I noticed during my first job that my favorite part of it was designing fliers and brochures (The adorable children were a close second). My years spent hunched over Adobe design programs for the high school newspaper and yearbook came rushing back.

While I volunteered with AmeriCorps for two years, I dabbled with that whole design thing. I took a class. I took another class. I got fancy design programs. I designed things for my own Etsy shop and website, and then began designing for others. I designed wedding invitations, websites, Etsy shop banners, and note cards.

This summer I got my first job with a salary above poverty wages (!). I’m doing what I dreamed I’d do when I changed my major three years ago. I love my job. I really do. I am overwhelmed at times, but I am so lucky to have a job that is so utterly fabulous. (I have the best job in the school. At the best school ever. Don’t tell anyone.) It is a perfect fit.

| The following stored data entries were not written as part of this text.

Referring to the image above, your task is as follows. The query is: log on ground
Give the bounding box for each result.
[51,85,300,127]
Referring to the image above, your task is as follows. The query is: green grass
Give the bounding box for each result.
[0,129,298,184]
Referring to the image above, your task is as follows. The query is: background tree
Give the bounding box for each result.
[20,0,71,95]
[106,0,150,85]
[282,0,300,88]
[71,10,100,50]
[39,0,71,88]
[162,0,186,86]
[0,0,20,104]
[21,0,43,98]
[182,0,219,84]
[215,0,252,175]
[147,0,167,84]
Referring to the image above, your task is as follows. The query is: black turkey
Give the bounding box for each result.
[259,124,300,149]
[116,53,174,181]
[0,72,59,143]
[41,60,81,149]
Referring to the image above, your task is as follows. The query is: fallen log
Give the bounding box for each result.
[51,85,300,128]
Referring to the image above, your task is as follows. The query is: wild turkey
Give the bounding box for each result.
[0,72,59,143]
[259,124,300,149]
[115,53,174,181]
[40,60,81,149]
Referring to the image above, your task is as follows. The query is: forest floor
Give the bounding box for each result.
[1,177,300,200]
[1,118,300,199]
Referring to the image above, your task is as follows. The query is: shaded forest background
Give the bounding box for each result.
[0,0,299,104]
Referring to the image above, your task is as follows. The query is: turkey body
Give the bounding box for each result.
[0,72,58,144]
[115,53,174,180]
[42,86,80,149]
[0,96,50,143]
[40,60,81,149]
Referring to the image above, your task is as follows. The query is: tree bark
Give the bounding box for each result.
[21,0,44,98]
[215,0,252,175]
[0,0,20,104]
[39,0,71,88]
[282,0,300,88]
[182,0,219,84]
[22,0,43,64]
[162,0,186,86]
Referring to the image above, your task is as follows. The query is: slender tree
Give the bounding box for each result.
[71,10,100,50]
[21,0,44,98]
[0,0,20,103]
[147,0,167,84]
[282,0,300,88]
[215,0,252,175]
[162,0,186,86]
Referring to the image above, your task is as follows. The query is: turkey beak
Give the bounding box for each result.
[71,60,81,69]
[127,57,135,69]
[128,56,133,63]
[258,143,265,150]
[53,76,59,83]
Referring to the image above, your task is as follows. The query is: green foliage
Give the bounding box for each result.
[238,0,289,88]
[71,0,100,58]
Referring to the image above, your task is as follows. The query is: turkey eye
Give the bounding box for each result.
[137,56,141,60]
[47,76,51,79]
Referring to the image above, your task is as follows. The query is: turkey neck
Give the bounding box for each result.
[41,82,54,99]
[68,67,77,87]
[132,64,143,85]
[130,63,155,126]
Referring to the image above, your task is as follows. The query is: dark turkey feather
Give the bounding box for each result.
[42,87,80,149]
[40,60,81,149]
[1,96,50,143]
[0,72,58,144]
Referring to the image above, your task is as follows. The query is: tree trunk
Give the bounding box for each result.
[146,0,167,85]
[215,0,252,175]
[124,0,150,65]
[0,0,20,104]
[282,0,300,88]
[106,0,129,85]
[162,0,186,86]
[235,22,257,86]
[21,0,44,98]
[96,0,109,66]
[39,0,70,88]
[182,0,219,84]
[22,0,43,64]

Part of me feels pulled by the freelancing, crafting, and self-employed visions I had for myself. The freedom, the independence, the creativity, and the entrepreneurialism of it all makes my soul happy. I love being in charge of every single step of the process of designing and creating. Another part of me so enjoys what I do and having a steady paycheck, that I don't feel like I'm settling by working here.

With all of this swirling around in my brain, and last week, I heard a speaker that compared our life journey to a GPS unit. (I love my GPS, so I perked up at that.)
“Our life is forever ‘recalculating,' just like our GPS. We might think we are going in one direction, then we miss a turn and are recalculated to another path.”
I love that image - and the freedom to change our path at any time. We might start out to do one thing, but find ourselves enjoying something else. Instead of feeling like I need to stay committed to one idea of what Grown Up Ashley will do for a living, I can embrace a fluid, changing vision of my future.

Not that I wouldn't love owning both a pizza shop and donut shop. I was on to something, even as a 5-year-old.